Balkan Circuit
After the closure of the formalized migration corridor in 2016, a non-linear, fragmented, often circular movement has become a dominant characteristic of migration movements in the Balkans. The movement is founded on constant attempts to continue the journey or to stay anchored at a certain location, despite efforts from the border regime to prevent such actions with its system of pushbacks, pullbacks, readmissions, the Dublin regulation, etc. In contrast to the stereotypical representation of the Balkan route as unidirectional, the phrase the Balkan circuit or circle emphasizes the existence of much more complex forms of movement across the Western Balkan states to the European Union and back. The Western Balkan borderscape is crisscrossed by amenable, multidirectional and often capillary migration routes. These routes, which in many different ways cut through the territories of national states and the borders between them, are the product of increasingly intensive securitarian practices.

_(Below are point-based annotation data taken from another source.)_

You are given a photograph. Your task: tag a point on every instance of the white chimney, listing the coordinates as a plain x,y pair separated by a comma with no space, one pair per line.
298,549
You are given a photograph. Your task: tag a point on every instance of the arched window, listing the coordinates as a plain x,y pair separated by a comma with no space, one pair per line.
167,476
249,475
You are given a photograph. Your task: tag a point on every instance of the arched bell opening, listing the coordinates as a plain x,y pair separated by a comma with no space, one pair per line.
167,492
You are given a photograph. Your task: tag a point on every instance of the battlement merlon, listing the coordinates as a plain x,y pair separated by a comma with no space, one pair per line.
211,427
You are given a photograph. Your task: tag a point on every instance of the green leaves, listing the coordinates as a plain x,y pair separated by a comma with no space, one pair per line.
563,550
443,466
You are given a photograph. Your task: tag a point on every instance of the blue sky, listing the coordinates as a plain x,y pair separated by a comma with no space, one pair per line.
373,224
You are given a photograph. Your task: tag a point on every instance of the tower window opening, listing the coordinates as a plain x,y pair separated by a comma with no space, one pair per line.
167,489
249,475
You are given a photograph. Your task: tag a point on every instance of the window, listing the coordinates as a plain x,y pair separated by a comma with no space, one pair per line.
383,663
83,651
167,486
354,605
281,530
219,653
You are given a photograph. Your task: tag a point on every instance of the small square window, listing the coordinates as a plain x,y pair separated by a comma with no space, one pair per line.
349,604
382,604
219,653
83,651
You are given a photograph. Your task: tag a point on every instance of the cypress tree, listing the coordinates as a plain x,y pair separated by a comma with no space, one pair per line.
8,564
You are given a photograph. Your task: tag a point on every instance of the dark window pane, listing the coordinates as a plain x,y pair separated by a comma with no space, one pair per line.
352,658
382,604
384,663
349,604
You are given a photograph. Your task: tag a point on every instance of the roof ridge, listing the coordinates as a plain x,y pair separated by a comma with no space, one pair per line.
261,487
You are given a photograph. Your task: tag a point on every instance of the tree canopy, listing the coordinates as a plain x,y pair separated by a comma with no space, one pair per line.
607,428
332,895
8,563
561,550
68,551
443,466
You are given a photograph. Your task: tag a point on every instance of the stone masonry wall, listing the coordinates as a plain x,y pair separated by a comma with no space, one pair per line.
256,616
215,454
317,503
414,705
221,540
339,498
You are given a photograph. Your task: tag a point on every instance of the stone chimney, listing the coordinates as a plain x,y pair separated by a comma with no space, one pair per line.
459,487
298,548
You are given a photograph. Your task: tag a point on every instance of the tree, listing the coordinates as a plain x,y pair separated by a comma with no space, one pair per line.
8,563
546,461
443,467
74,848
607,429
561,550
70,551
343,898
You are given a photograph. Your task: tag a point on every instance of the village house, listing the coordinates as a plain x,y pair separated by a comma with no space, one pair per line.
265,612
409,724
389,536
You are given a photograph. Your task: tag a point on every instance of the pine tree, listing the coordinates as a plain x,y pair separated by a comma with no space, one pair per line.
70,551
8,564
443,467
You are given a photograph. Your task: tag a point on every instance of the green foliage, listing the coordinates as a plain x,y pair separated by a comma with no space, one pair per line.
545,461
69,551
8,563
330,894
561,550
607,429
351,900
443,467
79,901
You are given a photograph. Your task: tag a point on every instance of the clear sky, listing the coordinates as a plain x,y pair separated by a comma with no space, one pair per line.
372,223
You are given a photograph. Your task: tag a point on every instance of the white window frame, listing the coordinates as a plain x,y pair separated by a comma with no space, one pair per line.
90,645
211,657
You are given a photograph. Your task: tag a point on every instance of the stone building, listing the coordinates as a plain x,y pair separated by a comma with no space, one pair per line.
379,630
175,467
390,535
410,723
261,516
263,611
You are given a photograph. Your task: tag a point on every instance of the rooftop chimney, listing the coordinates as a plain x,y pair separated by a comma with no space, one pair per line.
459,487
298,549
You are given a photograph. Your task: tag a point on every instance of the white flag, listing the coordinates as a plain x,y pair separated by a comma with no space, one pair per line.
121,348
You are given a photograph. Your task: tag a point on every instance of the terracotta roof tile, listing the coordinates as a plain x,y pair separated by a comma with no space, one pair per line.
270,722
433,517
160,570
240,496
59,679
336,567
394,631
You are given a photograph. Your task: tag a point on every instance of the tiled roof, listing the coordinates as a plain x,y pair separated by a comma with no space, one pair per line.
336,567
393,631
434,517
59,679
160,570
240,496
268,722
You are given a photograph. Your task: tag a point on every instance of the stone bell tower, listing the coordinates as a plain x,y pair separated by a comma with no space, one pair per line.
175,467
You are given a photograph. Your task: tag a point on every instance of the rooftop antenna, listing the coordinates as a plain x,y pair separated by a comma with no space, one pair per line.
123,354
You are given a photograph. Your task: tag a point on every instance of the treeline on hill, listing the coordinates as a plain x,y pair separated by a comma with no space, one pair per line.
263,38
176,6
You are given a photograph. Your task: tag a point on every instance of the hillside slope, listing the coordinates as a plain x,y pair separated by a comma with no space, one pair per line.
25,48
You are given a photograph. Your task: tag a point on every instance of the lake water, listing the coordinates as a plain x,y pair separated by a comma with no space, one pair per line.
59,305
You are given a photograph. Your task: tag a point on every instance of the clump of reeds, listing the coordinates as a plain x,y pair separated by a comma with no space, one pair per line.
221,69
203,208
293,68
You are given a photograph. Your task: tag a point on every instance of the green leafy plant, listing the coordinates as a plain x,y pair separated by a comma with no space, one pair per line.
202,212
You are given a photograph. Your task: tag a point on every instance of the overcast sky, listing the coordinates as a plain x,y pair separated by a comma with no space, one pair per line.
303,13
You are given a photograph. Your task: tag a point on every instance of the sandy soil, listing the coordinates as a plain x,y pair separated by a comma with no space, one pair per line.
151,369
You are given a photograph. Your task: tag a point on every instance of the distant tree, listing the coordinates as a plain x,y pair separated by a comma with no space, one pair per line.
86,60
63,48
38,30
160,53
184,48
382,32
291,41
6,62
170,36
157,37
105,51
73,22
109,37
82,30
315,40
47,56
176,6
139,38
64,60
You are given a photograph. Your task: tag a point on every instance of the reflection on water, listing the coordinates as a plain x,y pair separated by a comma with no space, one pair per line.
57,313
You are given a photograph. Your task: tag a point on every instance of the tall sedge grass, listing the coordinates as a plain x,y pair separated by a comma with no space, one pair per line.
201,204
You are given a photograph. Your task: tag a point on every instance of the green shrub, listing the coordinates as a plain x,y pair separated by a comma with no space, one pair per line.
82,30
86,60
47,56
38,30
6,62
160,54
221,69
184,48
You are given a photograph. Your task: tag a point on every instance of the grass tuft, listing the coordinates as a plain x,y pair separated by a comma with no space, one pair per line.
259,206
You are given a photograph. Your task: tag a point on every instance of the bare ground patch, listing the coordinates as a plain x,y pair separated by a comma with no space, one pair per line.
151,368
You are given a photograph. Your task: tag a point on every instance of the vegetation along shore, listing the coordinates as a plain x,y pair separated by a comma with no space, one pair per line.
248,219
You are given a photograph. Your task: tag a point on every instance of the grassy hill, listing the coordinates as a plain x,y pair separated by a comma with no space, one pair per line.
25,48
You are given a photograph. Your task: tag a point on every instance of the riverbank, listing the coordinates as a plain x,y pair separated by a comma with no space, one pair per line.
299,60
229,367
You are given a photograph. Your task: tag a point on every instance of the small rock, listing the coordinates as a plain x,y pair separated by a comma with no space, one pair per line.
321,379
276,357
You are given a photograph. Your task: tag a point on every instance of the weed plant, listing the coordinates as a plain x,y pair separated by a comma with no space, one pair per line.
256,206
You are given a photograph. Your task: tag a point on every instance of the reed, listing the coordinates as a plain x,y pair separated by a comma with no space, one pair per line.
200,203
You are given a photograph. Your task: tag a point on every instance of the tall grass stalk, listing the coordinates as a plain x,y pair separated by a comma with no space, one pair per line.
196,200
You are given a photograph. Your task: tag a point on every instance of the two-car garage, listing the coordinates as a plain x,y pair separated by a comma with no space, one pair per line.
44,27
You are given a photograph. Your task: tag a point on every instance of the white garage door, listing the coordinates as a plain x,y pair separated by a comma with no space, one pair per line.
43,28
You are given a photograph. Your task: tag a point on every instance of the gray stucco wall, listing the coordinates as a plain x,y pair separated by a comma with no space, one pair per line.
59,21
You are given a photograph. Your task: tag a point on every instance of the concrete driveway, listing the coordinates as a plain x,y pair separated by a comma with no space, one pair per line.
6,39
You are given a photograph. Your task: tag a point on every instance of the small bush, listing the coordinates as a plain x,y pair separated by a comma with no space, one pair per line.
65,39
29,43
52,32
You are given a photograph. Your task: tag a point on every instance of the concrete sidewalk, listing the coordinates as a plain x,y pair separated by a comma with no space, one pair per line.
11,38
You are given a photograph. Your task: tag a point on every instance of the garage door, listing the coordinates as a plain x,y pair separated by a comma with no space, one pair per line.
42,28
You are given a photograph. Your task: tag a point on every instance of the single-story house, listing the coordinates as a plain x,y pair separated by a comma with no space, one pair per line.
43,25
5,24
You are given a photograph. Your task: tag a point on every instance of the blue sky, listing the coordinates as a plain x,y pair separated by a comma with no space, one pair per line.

The concept does not refer to the circulation of people on the move exclusively, but also to the circulation of other actors in the migration processes, police officers, humanitarian organizations, activists, which are traversing from one location to another in accordance with the dynamics of migration movements and the political responses to them. Beside people, knowledge, solidarity practices, techniques and technologies of surveillance and movement control, protocols of reception, diverse narratives, etc. also go round the Balkan circuit, contributing to the complex picture of the peripheral, Western Balkan borderscape (Stojić Mitrović and Vilenica 2019).
1/7/2022
Literature
Stojić Mitrović, Marta and Ana Vilenica. 2019. “Enforcing and Disrupting Circular Movement in an EU Borderscape. Housingscaping in Serbia”. Citizenship Studies 23/6: 540-558.